Lately the networks have started providing critics with multiple episodes of their new series to watch, presumably hoping that we’ll appreciate these shows better if we see where they’re headed. However, the strategy can backfire if – as in the case of “The Inside” – the show’s going nowhere. It’s a bit of a surprise, given the fact that the creative team behind it includes Imagine Television and writers from “The X Files” and “24.” Creators Howard Gordon and Tim Minear show none of their previous flair for the original and macabre in this glut of stale television staples. This show offers such tired crime-show character re-treads as the savvy computer technician, the handsome hothead, and the neurotic psychologist. And Virgil “Web” Webster – the supervisory special agent played by Mr. Coyote – derives his character from every overbearing, my-way-or-the-highway boss you’ve ever seen on television. The sleepy-eyed Mr. Coyote deserves better, and so do we.

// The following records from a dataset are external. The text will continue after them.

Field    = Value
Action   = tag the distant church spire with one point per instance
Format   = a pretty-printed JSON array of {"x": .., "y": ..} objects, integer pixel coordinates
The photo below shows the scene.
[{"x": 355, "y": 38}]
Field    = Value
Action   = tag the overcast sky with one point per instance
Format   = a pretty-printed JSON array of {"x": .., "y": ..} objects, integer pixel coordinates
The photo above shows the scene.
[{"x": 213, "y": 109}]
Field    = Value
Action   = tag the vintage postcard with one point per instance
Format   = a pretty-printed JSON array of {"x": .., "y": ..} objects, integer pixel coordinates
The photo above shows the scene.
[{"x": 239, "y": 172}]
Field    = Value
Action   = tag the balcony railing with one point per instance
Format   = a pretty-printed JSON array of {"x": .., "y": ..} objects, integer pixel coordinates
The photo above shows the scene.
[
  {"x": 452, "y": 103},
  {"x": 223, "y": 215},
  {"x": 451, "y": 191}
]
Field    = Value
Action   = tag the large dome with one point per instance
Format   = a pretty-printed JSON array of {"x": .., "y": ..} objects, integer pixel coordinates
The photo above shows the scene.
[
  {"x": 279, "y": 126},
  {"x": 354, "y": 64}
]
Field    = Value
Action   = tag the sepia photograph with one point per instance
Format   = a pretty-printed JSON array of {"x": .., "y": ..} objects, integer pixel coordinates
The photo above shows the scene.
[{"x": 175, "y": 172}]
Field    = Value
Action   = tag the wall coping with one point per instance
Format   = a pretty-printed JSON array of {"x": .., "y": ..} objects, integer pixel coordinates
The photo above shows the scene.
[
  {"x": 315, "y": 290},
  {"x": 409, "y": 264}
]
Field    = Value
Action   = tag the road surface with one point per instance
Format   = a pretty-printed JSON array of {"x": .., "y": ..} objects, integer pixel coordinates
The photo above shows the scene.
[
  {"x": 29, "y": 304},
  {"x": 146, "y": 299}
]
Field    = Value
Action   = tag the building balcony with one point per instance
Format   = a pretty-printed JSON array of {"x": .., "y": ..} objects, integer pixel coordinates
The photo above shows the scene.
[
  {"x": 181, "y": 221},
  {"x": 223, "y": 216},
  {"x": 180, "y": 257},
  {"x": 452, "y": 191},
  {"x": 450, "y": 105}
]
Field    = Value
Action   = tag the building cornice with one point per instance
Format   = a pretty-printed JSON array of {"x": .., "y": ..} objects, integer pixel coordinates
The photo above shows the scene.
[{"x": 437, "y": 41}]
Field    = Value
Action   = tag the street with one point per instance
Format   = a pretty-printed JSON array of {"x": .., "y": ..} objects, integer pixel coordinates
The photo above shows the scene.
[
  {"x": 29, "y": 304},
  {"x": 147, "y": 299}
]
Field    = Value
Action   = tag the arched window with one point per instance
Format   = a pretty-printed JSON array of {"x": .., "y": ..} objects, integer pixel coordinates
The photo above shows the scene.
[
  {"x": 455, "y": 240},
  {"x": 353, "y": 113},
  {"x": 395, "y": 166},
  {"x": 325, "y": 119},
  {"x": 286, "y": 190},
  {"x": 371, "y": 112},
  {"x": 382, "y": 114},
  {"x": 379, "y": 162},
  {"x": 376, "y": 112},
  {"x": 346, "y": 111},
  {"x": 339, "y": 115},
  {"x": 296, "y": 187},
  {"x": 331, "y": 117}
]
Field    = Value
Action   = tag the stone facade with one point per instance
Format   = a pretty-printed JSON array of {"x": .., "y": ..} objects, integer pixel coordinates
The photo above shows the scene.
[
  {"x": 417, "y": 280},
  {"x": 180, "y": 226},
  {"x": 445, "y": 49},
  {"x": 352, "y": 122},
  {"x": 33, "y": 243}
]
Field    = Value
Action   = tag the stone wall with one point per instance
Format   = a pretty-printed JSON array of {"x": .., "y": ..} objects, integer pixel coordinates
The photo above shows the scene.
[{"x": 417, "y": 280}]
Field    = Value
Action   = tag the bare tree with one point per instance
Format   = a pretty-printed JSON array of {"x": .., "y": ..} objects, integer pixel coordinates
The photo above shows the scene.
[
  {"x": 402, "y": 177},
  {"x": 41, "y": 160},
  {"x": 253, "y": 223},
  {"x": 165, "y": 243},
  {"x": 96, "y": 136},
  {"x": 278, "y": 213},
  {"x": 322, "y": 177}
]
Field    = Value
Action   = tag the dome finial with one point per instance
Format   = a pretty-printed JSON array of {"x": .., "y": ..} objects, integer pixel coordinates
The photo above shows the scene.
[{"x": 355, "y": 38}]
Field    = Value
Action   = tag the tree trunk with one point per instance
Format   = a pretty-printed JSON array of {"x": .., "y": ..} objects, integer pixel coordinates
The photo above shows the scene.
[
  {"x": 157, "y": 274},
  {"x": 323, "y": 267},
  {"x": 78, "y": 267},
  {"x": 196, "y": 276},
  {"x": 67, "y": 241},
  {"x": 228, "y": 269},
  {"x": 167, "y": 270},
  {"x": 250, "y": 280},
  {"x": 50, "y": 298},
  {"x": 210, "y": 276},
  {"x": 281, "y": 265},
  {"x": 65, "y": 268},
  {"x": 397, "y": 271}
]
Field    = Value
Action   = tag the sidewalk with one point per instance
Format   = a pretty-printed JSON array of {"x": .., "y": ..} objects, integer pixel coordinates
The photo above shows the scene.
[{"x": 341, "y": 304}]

This series almost seems to go backward in time; the beats of the show’s plots in the first three episodes seem achingly familiar to anyone who follows crime drama with any regularity. Even the grisly crime-scene shockers don’t shock anymore – characters routinely get their faces cut off, their limbs severed, and their eye sockets eaten out by bugs. (The recent “CSI” season finale directed by Quentin Tarantino, about a cop buried alive and being eaten by fire ants, pushed the envelope of disgust much further than anything on display here.) In Episode One – when a supposed serial killer is arrested, and Special Agent Locke leaves the crime scene, with the cameras following her. Is there a soul out there who doesn’t think the real killer remains at large, and likely to pounce at any second? Come on, guys – we didn’t just buy our television sets. Episode Two was moderately more interesting; it included a fun performance by 1980s heartthrob Hart Bochner as a creepy sex fiend in a mask. In Episode Three, the killer turns out to be – surprise! – a loner who works for the post office. I swear, I’m not making this stuff up. And neither, as it turns out, are the writers of “The Inside.”
***
If CNN is looking to spruce up its ratings, maybe it should consider filming a reality show set behind the scenes of its back-to-back prime-time news shows “Paula Zahn Now” and “Anderson Cooper 360” – in which the shows’ two newly appointed producers, Victor Neufeld and David Doss, take their long-simmering rivalry public and give us a show to rival “Broadcast News” in its dramatic punch. Interestingly, CNN chief Jonathan Klein has appointed two men who worked long enough together at ABC News to develop – according to colleagues – a long-standing and deep-seated animosity toward each other. Mr. Doss was forced out of ABC last year after failing to deliver ratings success as executive producer at “Primetime Live”; Mr. Neufeld left his post as executive producer of “20/20” for the unenviable task of breathing life into “CBS This Morning,” the diva-less CBS morning show that only Leslie Moonves could love. Now Mr. Klein has put these two archrivals in charge of bolstering the lagging ratings of its prime-time offerings. How long before he realizes what a great hour-long drama he has created, and sells the Neufeld-Doss debacle to HBO as a series? As they like to say in the television news business, only time will tell.